Friday, August 13, 2010

Dungness

Tuesday, August 10, 2010

I can't seem to get the timing right. I don't really want to care about other things right now. But it's light right when I want to pop in there to talk, something happens. Someone else either pops in or calls. The timing is just not right. So with the ebay bidding thing, I did learn a thing or 2. Which is not to give people time to bid. But how much time do I need? I think 10 seconds will do with the buffer time to confirm. There won't be enough time to make another bid on top of that. I feel now I should not think so much and just do. A simple responce. A quick responce. You tend to forget things quickly. Now is a $5 discout enough? Not really, but it's better than nothing. Got to search local ads, I forgot to look. I was just sitting here and thinking to myself good Lord where was that smell coming from? I at first thought it was my trash, but I looked up and noticed the dying flowers and you know how that can smell. And so the two have imprissoned thenselves in their cave. Not sure what it going on there.

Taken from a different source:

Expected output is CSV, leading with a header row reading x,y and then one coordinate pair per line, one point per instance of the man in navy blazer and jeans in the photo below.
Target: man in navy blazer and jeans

This is rediculious. All they do is hide in there. What can be so important? I still want to try to finish off the salad before I go browsing. Will I still want to go back out out if I do that? I am sure salad can't sit that long without me watching it. Why so dark outside? Not sure what's up with the weather. I don't really feel much like approaching the issue. As after talking onver the phone, they seem to not want me to do anything about it. I am lossing will to be here. I am also lossing will to work on other relactions as well. Maybe too much dead air in the office. So many things I want to do... There is one pressing thing I really want to get over with. It just doesn't seem to be the right time. I have given myself this week as a deadline.